Vom Fragesteller als hilfreich ausgezeichnet

Hi,

Da ich gelesen habe, dass diese Ausbildung keine staatlich anerkannte Ausbildung ist, frage ich mich, ob man nach der Ausbildung, was 3-6 Monate in Vollzeit dauert, direkt anfangen kann zu arbeiten.

Thema Anerkennung: der Rettungssanitäter ist keine Berufsausbildung, sondern lediglich eine Qualifikation.

"Staatlich anerkannt" ist er de facto schon, zum einen, da es eine bundesweite Empfehlung bzw. eine Muster-Ausbildungs- und Prüfungsverordnung des Ausschusses Rettungswesen gibt, zum anderen gibt es in einigen Bundesländern landesrechtliche Ausbildungs- und Prüfungsverordnungen.

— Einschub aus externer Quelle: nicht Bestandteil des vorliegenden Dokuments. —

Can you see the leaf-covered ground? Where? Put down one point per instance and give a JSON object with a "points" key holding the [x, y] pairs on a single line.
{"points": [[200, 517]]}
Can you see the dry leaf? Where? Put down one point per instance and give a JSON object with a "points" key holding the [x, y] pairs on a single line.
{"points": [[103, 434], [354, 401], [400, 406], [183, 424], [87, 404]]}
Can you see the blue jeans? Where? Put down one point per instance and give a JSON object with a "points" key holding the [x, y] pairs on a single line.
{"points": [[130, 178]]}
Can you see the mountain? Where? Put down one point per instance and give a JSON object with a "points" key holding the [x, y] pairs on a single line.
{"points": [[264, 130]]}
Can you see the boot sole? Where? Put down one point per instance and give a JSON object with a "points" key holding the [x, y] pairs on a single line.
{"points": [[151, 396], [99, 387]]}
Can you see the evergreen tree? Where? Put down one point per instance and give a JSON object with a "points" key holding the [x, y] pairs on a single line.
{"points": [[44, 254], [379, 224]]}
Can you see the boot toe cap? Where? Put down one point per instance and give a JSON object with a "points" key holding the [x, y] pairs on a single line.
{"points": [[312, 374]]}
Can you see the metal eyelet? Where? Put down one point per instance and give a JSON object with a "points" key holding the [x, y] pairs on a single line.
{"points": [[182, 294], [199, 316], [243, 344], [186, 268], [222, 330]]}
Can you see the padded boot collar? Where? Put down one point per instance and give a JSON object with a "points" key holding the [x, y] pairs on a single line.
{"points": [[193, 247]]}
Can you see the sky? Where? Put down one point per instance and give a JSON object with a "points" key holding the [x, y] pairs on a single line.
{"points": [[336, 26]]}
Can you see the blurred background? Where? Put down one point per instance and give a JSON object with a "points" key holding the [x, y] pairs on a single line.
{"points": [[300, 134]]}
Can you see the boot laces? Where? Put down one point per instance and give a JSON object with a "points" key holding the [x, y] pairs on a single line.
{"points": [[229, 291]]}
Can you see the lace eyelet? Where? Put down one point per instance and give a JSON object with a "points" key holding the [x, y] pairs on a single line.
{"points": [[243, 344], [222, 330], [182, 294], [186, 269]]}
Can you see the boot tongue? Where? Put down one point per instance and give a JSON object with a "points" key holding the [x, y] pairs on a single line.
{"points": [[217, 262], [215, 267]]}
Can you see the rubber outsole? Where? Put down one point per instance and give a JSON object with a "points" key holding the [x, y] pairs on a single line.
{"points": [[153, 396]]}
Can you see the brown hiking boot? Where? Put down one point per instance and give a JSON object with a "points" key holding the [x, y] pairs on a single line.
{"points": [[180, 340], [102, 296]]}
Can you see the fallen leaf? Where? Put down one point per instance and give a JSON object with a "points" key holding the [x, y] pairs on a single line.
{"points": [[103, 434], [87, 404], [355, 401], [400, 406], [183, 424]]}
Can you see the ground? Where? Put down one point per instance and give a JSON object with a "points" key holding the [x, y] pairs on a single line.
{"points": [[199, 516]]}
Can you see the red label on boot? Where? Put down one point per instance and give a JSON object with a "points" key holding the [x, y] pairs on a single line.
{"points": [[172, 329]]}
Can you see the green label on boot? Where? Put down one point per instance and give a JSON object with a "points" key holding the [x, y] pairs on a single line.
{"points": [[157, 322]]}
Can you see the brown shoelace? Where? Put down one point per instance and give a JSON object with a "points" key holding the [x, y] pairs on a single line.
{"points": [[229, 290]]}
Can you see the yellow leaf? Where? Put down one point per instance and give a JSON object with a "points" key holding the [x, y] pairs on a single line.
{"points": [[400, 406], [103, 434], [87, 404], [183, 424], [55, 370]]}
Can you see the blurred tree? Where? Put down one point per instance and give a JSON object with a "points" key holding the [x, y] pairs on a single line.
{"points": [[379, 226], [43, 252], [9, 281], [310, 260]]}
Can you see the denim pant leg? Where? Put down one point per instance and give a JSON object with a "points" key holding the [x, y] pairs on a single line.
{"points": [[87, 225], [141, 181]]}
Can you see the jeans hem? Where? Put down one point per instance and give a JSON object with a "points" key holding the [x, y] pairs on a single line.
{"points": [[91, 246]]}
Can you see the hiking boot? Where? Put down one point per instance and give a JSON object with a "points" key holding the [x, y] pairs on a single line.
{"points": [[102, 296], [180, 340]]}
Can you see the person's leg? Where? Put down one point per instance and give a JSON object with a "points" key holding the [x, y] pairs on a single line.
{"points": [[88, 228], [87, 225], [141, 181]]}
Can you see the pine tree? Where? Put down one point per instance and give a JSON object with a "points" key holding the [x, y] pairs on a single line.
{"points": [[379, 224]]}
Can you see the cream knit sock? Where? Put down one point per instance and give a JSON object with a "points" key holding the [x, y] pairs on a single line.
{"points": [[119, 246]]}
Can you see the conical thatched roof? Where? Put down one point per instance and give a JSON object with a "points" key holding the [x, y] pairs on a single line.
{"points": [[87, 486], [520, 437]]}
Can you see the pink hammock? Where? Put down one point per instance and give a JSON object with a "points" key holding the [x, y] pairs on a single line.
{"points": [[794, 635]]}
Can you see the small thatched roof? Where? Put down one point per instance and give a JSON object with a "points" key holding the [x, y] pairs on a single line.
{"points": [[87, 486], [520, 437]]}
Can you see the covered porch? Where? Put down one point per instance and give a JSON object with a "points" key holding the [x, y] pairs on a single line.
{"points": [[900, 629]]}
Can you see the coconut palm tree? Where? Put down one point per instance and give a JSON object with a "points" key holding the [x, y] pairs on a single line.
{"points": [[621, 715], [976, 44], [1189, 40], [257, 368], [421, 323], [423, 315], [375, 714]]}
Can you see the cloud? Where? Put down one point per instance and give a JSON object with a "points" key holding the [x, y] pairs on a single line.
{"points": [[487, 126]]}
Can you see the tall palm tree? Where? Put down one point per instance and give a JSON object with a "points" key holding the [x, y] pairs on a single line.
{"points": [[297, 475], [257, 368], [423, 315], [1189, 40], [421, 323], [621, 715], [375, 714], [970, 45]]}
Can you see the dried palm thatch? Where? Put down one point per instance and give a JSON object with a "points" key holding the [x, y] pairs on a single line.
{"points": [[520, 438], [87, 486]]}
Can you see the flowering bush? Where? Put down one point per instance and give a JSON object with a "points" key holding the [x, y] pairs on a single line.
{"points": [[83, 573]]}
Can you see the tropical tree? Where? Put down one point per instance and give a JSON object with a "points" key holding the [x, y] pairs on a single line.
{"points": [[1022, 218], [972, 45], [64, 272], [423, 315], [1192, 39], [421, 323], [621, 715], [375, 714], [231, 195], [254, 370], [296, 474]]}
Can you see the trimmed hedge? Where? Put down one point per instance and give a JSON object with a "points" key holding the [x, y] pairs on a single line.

Der fehlende Status als Berufsausbildung hat keinen Einfluss auf die tatsächliche Tätigkeit im Rettungsdienst (die problemlos möglich ist), sondern lediglich hinsichtlich Weiterbildungschancen wie auch die fehlende Möglichkeit einer Umschulung.

Thema Beschäftigung: sobald man die Urkunde in der Hand hält, darf man entsprechend des jeweiligen Landesrettungsdienstgesetzes eingesetzt werden und damit natürlich auch prinzipiell arbeiten.

Wie RedPanther schon gesagt hat: eine gewisse Einarbeitungszeit ist allerdings durchaus üblich - das umfasst zum einen notwendige Einweisungen in Medizinprodukte, ggf. eine Teilnahme an der örtlichen Fortbildung und ggf. auch Dienste als "Dritter Mann".

Ein Einsatz in der Notfallrettung erfolgt typischerweise erst dann, wenn die Grundlagen sicher sitzen - das bedeutet in der Regel, dass man eine Zeit lang ausschließlich im Krankentransport eingesetzt wird und unter Umständen auch zusätzliche Praktikantenschichten auf dem RTW absolviert. Das ist aber - wie vieles im Rettungsdienst - lokal unterschiedlich.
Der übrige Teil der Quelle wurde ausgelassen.